The rapid spread of COVID-19, more commonly known as the coronavirus, has forced major cities to put a ban on gatherings of more than 50 people, which means that concerts as we’ve known them have been put on pause for the foreseeable future.
It’s a gutting prospect for touring musicians, who, in the age of streaming, rely heavily on shows as a major source of income. As the pandemic worsens, some artists are turning to online merch sales for financial support; others want the show to go on, but safely. That’s where livestreaming comes in.
To be clear, a streamed concert is nothing new. Coachella has streamed countless live festival performances through YouTube since 2011, to give one obvious example. Pittsburgh hardcore outfit Code Orange, however, are one of the first bands to have streamed their show live in the time of global social distancing.
The band was set to play a packed hometown show at the Roxian Theatre Saturday, March 14, to celebrate the release of their new album, UNDERNEATH, but health concerns led the venue to cancel the event to the public. The band had spent the past seven months—not to mention their album advance—building a live show with animated video sequences by the group’s own Eric “Shade” Balderose. Rather than put their hard work to waste, vocalist Jami Morgan started calling friends to help stage a live broadcast from a mostly-empty venue.
“When we first got the news, it was a gut-check of ‘fuck, we’re stuck with all this shit,’” Morgan told VICE, “but then it was like, ‘you know what….we HAVE all this shit! We can turn this into something fucking insane if we can get everyone on board.’”
The band was put in contact with streaming service Twitch through their label Roadrunner Records. After Twitch agreed to bring the concert to their viewership, a small crew of friends from within the hardcore scene was brought in to the Roxian to handle sound and lighting, and also to cut between footage of the band and Balderose’s CG-intensive animations for the live feed. A few venue staff were on hand, as were a small gathering of family members, who watched the show from the balcony.
The set, which is currently archived through Code Orange’s official Twitch channel, is a surreal watch. It’s one thing to have that FOMO feeling when you’re watching from home as hundreds of thousands of fans cheer on Ariana Grande at Coachella; it’s another to have tuned in to Twitch to see Morgan shouting out mosh calls to an imagined crowd. Code Orange are fully energized and jumping around per usual, but between songs a camera pans to the Roxian’s empty seats. Morgan explains this is something “you’ll be seeing a lot of.” It hits home that live music is something we’ve taken for granted. For the time being, it’s gone.
People did, however, tune in from home. As many as 13,000 people were watching according to Roadrunner—many more than the Roxian’s max capacity of 1,470. Thousands more have peeped the archived concert since.
Code Orange isn’t alone in moving live gigs online. Vancouver songwriter Dan Mangan and his band filmed an empty-venue performance at Toronto’s Danforth Music Hall on Friday, premiering their by-donation “Show to Nobody” on YouTube last night; English rapper Yungblud just streamed his very own talk-show, which involved live performances, a cooking show segment, and a Q&A using fan-submitted questions; Celtic punk mainstays the Dropkick Murphys will be streaming a zero-audience St. Patrick’s Day performance from Boston.

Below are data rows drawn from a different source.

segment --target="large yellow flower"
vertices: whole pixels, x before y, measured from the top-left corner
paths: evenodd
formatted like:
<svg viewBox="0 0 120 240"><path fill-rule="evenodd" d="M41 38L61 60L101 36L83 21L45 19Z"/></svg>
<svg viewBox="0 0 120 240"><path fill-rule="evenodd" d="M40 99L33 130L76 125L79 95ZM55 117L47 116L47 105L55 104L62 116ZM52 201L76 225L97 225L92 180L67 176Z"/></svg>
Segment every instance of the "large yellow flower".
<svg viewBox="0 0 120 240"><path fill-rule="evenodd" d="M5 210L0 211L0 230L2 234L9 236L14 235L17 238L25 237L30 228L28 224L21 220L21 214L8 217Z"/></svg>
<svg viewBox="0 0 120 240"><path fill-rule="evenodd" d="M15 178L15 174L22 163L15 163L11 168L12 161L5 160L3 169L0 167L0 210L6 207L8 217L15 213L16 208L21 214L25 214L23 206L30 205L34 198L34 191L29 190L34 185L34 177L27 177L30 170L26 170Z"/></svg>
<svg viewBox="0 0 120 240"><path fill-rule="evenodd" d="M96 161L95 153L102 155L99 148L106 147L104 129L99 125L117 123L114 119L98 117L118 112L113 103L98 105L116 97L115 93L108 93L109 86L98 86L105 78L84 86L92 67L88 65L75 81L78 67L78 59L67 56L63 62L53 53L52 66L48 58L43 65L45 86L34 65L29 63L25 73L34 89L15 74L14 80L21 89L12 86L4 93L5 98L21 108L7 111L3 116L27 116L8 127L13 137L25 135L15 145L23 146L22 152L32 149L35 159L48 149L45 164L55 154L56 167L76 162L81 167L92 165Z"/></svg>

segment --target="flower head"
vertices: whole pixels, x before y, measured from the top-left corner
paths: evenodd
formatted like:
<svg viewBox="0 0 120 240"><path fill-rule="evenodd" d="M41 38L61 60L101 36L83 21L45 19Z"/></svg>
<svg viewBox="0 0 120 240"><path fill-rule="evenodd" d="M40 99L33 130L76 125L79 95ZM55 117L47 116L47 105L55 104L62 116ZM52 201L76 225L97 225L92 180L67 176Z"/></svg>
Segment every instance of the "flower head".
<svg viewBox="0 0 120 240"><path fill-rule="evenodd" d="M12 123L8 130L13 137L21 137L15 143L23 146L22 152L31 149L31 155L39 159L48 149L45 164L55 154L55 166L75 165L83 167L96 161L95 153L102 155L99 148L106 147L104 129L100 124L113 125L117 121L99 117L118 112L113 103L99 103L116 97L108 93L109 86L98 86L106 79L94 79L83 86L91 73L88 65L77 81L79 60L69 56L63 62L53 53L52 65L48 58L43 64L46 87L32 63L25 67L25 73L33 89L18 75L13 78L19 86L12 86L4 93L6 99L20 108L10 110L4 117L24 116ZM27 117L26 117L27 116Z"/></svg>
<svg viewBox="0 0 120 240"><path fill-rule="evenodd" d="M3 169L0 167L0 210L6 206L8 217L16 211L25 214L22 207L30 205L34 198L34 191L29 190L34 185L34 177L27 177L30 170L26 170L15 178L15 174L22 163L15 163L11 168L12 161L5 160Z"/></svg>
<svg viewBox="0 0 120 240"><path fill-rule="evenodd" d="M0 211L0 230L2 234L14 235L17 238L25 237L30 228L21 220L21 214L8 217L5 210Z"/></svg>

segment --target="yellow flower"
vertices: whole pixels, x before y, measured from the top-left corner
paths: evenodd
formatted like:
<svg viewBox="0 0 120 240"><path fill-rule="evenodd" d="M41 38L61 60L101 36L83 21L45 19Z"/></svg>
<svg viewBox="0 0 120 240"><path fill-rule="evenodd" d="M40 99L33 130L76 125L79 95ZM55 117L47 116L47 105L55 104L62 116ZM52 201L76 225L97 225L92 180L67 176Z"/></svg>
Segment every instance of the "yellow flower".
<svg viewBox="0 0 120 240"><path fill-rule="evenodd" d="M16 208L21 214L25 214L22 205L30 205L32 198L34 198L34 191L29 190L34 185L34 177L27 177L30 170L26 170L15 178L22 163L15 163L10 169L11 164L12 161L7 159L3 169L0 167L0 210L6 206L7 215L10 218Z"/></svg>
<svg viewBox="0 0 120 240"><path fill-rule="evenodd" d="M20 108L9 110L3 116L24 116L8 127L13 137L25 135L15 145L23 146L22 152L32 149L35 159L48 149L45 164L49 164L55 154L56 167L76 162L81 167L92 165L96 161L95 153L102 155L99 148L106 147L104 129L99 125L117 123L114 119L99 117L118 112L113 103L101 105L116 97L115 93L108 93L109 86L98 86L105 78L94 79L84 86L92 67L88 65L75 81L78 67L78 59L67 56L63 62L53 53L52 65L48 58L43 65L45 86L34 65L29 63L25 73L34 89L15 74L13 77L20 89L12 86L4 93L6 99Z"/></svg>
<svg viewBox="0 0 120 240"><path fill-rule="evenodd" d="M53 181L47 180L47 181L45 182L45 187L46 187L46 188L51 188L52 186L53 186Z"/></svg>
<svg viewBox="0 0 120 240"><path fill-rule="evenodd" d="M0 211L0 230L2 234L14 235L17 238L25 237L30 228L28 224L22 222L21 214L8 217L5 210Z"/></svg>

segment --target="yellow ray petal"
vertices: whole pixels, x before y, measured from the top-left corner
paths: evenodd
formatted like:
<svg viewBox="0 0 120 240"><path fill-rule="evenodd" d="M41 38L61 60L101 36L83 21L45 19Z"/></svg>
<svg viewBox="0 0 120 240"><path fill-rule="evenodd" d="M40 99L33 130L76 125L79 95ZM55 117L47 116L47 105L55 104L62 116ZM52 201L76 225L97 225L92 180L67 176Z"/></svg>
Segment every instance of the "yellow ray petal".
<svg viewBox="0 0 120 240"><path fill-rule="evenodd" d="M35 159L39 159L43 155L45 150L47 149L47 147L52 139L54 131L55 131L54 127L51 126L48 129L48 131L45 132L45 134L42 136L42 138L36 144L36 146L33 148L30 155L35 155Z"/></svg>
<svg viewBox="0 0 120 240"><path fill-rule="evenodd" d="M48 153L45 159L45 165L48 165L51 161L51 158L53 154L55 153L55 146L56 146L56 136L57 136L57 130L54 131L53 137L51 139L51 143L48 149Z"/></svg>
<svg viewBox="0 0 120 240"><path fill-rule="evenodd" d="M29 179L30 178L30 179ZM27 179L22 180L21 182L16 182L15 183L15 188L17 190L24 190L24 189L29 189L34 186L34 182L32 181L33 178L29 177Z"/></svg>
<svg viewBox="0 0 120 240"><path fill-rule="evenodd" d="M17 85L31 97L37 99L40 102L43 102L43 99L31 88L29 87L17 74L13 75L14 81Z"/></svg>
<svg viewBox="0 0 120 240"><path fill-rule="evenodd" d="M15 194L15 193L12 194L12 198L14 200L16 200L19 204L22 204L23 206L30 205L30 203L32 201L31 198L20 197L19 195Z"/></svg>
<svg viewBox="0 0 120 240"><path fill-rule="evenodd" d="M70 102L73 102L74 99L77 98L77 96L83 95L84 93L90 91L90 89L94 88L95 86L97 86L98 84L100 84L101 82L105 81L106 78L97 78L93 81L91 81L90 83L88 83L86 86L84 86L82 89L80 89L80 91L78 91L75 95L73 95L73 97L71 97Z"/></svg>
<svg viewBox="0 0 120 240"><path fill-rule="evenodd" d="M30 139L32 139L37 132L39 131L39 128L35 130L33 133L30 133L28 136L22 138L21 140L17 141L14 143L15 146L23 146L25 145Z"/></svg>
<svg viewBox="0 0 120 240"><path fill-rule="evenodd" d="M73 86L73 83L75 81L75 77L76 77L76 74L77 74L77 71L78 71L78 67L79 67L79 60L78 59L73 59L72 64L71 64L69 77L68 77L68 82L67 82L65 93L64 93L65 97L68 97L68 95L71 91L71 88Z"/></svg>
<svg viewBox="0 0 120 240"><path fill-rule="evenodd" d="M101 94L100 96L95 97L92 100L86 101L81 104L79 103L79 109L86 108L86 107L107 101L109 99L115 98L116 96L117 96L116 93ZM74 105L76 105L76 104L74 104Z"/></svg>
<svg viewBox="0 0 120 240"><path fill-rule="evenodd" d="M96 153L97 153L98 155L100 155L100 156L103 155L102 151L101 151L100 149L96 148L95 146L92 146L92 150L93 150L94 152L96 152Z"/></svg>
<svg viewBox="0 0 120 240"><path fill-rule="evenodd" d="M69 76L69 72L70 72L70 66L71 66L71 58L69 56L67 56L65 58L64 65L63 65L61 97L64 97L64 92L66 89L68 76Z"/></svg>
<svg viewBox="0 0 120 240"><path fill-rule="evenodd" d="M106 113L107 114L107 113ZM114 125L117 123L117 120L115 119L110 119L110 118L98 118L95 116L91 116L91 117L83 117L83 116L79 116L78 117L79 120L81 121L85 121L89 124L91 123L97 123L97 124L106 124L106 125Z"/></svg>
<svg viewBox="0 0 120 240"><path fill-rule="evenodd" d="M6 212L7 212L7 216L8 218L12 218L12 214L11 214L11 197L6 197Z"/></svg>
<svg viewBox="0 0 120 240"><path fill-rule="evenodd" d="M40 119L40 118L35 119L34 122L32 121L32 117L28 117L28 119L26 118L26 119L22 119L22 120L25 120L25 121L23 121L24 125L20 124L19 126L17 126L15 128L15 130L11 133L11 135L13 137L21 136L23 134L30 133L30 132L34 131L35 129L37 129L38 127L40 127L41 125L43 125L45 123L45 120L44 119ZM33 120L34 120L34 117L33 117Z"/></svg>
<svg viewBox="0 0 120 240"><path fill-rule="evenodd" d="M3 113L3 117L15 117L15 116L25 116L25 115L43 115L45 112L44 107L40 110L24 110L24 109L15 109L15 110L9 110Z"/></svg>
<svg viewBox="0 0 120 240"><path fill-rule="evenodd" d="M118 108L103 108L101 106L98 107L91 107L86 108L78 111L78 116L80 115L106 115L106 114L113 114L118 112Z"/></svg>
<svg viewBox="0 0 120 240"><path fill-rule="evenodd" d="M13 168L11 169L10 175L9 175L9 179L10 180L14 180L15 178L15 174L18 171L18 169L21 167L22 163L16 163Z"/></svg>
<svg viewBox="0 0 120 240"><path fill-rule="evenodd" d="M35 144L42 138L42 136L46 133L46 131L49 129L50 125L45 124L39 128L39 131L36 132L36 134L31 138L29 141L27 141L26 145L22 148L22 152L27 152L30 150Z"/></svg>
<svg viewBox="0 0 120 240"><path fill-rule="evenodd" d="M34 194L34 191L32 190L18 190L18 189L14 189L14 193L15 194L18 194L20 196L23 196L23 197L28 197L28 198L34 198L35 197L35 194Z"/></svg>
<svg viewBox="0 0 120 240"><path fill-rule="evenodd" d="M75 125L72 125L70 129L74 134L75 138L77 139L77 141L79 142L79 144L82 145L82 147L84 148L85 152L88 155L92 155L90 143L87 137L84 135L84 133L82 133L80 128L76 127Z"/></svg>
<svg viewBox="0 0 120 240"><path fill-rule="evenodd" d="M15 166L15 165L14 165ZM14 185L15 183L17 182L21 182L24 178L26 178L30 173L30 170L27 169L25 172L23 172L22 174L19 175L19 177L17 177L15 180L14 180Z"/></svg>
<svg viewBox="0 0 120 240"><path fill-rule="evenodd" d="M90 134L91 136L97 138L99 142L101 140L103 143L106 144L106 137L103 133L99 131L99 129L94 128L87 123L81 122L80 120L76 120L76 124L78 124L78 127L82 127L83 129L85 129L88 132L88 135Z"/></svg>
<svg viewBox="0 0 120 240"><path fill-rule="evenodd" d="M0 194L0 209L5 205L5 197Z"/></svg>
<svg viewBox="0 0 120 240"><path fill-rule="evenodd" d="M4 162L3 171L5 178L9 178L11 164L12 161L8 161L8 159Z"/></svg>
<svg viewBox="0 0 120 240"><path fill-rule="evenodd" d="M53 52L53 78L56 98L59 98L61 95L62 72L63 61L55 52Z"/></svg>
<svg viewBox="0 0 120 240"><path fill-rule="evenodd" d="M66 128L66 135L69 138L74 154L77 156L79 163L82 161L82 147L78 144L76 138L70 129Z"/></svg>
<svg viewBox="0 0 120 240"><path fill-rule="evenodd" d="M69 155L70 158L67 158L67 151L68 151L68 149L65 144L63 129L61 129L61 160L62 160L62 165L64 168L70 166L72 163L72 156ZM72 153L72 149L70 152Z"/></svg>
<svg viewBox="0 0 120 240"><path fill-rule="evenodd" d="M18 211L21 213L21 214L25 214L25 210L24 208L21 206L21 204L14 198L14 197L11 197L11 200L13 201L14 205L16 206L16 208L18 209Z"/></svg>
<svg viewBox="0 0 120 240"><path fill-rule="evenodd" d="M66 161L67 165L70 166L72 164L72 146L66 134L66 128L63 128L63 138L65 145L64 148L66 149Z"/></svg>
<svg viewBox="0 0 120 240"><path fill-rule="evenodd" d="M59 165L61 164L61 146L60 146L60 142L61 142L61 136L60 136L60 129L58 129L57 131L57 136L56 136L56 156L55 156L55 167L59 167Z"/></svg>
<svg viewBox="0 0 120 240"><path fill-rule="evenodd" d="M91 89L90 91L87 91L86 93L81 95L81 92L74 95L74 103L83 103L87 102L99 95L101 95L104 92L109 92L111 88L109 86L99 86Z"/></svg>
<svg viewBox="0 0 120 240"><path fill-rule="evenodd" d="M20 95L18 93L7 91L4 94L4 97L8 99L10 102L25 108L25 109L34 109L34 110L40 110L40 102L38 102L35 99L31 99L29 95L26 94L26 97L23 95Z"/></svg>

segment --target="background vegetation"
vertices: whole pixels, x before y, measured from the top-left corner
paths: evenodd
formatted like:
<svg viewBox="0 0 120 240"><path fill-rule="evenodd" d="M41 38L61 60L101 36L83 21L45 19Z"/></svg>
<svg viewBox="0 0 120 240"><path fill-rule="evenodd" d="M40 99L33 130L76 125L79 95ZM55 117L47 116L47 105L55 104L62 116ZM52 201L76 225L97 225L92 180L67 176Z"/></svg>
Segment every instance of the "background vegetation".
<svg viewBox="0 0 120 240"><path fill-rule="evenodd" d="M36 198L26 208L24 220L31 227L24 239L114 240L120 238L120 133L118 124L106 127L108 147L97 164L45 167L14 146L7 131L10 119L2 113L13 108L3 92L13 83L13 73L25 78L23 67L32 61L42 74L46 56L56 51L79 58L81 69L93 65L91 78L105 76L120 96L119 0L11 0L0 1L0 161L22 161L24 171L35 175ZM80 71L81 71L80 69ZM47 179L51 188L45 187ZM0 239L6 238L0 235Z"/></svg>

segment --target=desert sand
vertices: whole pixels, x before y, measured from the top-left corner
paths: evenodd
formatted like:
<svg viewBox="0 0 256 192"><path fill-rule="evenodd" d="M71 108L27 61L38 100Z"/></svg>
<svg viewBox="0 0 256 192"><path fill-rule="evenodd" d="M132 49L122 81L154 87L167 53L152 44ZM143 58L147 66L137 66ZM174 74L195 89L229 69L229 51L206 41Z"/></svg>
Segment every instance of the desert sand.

Zola Jesus has announced that she’s currently in the midst of developing a new independent site called Koir, which will include how-to guides for streaming on various platforms, and an online events calendar. UK artist L Divine kicked off a social media concert tour over Instagram, which will continue on Tik Tok, Facebook, and other platforms through the end of the month.
Between the increase in documented COVID-19 cases, air traffic restrictions, border closures, and the general anxiety around the developing pandemic, Morgan of Code Orange admits it’s a weird time to get excited about seeing your band trending high on Twitter.
Still, Morgan is thankful to have brought the show to a dedicated fanbase “at least once.” They’re recouping what they can via a pay-what-you-want link and merch sales. He hints that an animated film from Balderose and future, less budget-exhaustive live streams could be on the way soon. He also hopes that more artists will be streaming these kinds of shows for fans, so long as their community can still support them.
“If the virus is like it is right now, it’s possible to rent venues out, pay the people who run them, and do these streams,” he said. But if the virus progresses, Morgan says streamed shows might become less possible. “I’m glad we got in while we could do a full-scale production, I [hope] more people can do that.”
It’s wholly messed up and coming under dire circumstances, but we may be in the midst of a cultural revolution for live performance. At the very least, it’s looking like the arts will be providing plenty of opportunities to keep our minds off of coronavirus for even a moment.
“I think that people are resilient and will find a way to carry on, be safe, and be entertained,” Morgan said. “Yeah, we’ll be affected financially, but we have each other.”